Adamson is drafting a supplement to the Treasury’s green book, the guidance that all government projects must show they have followed. Whole-life costs are already taken into account on PFI projects, so the tools are well developed. But this will mean a change in mindset and extra work for government procurement heads, particularly for the occasional clients in the nether reaches of the local authority sphere. “I have been at meetings with councils who don’t do it and who don’t know how to do it,” says Dr Trevor Lowe, Gleeds’ whole-life costing expert.

“I expect a lot of local authorities may not be up to speed.”

If Adamson gets his way, buildings will be cheaper to run, the market for sustainable materials and technologies will grow and relationships between client and construction company will flourish as suppliers are no longer forced to scalpel their bids to the lowest price regardless of quality.



Credit: Jake


Bidding wars

You can’t have reverse e-auctions and say you’re going for best value rather than lowest cost

Michael Ankers, CPA

But Michael Ankers, CPA chief executive, fears Peter Woolliscroft’s e-auctions will have the opposite effect. “I cannot understand how reverse e-auctions are consistent with Latham and Egan,” he says. “You can’t have reverse e-auctions and say you’re going for best value rather than lowest cost.”
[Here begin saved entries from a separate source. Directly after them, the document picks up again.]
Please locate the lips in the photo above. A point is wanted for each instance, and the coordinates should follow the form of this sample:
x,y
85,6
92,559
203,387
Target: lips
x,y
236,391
In an e-auction, suppliers are forced to bid against each other in real time over the internet to offer the best deal. There have been several attempts to introduce e-auctions for construction suppliers and services over the past 10 years, but they have always met with vociferous opposition from the industry.

The OGC has already held one auction for computer suppliers. It lasted seven-and-a-half hours and Woolliscroft believes it saved them 41%. The solutions division’s first experiment in construction is a framework deal for northern housing organisations worth £2.45bn over four years, with others to follow for the education and highways sector (see “How e-auctions work”, below).

Woolliscroft argues that this method of procurement brings much greater collaboration between client and supplier, cutting out the layers of contractors in between, just as Latham and Egan wanted.

E-auctions are just a transparent way of bidding, he says. “It’s about manufacturers understanding customers’ needs and customers understanding the product range and then sourcing it at the cheapest price.”

It is almost this transparency that’s the problem, though. Because suppliers can see how much their competitors have bid, it puts pressure on them to match it, no matter what compromises in quality they would have to make. And in the virtual boiler-room atmosphere of an online auction, Ankers fears people will end up stitching themselves into agreements that will damage the service quality and standards of the industry.

Of course, whether any of this takes place depends on whether the OGC’s ideas catch on with government clients – and that’s still a big “if”. Woolliscroft says: “We demonstrate how they can make savings; they may want to, they may not. All we can do is facilitate them.”

Adamson is optimistic that the OGC’s ideas will catch on as the clients forum gets into its stride. As well as big-name co-operation, he says there are up to 80 people working behind the scenes on the working groups. Central government bodies are well represented, but the 600-odd local authorities in the UK are represented only by Nottinghamshire council and the South West Regional Development Agency.

The OGC does seem to command increasing respect among this notoriously varied sector too, though. “It has got more work to do in getting the public sector to engage with it, but it’s becoming more and more influential as people realise the advantage its procurement solutions bring,” says Paul Foster, head of education at cost consultant EC Harris. It may have been slow to get going but, as Foster says, “The OGC will really start to pick up a head of steam now.”